Ainda, porque nessa altura já o extremo do Manchester United, era assim mesmo, ganhava destaque, não só na Premier League como na equipa das quinas. Quando Portugal venceu a Arábia Saudita por 3-0 na Ltu Arena, em Düsseldorf, na ficha de jogo aparecia o nome de Cristiano Ronaldo. Em duplicado, com Maniche a marcar o outro golo.

A única derrota de um Portugal campeão do Mundo

Lembram-se sempre as vitórias. Aquela meia-final com o Brasil, em 1989, com um golo de Amaral; ou as outras meias-finais, com a Austrália e um golaço de Rui Costa no Estádio da Luz. E as duas finais, claro. A de Lisboa e a primeira, em Riade.

A capital saudita é um marco histórico no futebol português. Talvez o maior de todos a seguir a Paris, pelo que significou e pelo que encetou, uma caminhada até ao Euro 2016. Terá sido o ponto de partida, mas foi, também, o local onde surgiu a única derrota de um Portugal campeão do mundo em sub-20.

A Arábia Saudita foi a única seleção a vencer os jogadores de Carlos Queiroz nos dois mundiais da categoria, quando se junta 1989 e 1991. No mesmo King Fahd International Stadium onde viria a sagrar-se campeã mundial, a seleção portuguesa caiu derrotada pelos sauditas e por uns claros 3-0.

Do inacreditável com José Peseiro ao campeão Artur Jorge

Nelo Vingada era o braço direito de Carlos Queiroz, esteve na história em 1989 e voltou à Arábia Saudita em 1996. Foi a seleção que Portugal defronta nesta sexta-feira que separou o técnico português da federação. Até aí, Vingada esteve ao lado de Queiroz nos sub-20 e depois orientou a equipa olímpica, nos Jogos de Atlanta.

Vingada não foi o único português a ser selecionador dos árabes.
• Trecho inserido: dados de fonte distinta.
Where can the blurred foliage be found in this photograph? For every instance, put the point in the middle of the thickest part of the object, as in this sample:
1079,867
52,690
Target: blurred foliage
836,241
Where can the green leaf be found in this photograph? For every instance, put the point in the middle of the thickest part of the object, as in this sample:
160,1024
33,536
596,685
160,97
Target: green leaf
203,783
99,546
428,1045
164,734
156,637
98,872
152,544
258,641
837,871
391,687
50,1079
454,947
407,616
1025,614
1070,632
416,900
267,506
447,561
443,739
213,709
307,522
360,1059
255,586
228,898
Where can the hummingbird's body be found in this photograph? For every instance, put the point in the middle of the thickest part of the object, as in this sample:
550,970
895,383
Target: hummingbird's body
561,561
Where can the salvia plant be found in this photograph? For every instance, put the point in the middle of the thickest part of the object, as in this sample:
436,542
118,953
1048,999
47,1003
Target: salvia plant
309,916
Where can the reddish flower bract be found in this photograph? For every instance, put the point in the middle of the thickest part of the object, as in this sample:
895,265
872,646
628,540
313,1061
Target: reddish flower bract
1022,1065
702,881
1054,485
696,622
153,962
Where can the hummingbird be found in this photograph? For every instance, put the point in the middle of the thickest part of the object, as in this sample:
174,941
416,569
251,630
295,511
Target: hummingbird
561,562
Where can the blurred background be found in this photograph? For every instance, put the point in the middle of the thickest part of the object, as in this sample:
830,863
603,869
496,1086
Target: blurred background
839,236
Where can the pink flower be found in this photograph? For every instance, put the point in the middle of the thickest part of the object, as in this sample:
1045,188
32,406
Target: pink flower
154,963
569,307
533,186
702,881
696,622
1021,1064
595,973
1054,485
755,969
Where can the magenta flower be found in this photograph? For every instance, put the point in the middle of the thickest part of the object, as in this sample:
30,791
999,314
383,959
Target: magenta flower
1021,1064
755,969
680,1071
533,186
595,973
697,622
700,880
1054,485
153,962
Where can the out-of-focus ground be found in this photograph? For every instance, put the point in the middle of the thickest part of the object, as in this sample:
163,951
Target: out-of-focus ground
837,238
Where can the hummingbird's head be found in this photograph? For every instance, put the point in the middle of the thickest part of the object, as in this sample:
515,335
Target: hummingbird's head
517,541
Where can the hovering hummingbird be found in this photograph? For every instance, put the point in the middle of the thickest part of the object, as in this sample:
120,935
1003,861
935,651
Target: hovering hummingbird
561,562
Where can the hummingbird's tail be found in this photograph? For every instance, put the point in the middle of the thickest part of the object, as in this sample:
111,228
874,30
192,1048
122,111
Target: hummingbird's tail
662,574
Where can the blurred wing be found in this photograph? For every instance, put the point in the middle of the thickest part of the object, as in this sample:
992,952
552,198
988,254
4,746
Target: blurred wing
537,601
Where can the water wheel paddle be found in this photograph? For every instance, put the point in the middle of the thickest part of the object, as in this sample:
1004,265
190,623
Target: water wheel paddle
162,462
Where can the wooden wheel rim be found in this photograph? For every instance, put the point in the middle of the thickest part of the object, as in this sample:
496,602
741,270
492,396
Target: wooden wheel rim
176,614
José Peseiro esteve perto de qualificá-los para o Mundial 2010, mas aconteceu uma dessas coisas do futebol.

No play-off asiático, e depois de um nulo no Bahrein, a Arábia Saudita marcou aos 90+1 da segunda mão, para colocar o marcador favorável em 2-1.

Já havia pouca areia na ampulheta e os árabes estavam prestes, prestes a jogar com a Nova Zelândia, em derradeira eliminatória antes do Mundial da África do Sul. No entanto, a equipa sofreu um golo aos 90+3 e foi eliminada pelo fator de golos marcados fora de casa.

Mais feliz foi a história de Artur Jorge. A Arábia Saudita teve sete clubes campeões do país, o maior de todos o Al Hilal. Peseiro treinou-o, mas o único técnico nacional a ser campeão naquele país foi, até agora, Artur Jorge.

De resto, há um historial já considerável de portugueses no comando de equipas sauditas. Manuel José, Toni, Mariano Barreto, Humberto Coelho, José Morais, Jaime Pacheco, e Sá Pinto por exemplo. Estão por lá, agora, José Gomes e Quim Machado.

Inesquecível para todos, inclusive para o próprio, é a passagem de Vítor Pereira, bicampeão com o FC Porto, pelo futebol saudita.

Irrepetível o I speak the truth nesta conferência de imprensa.

Um dos melhores golos de sempre num Campeonato do Mundo!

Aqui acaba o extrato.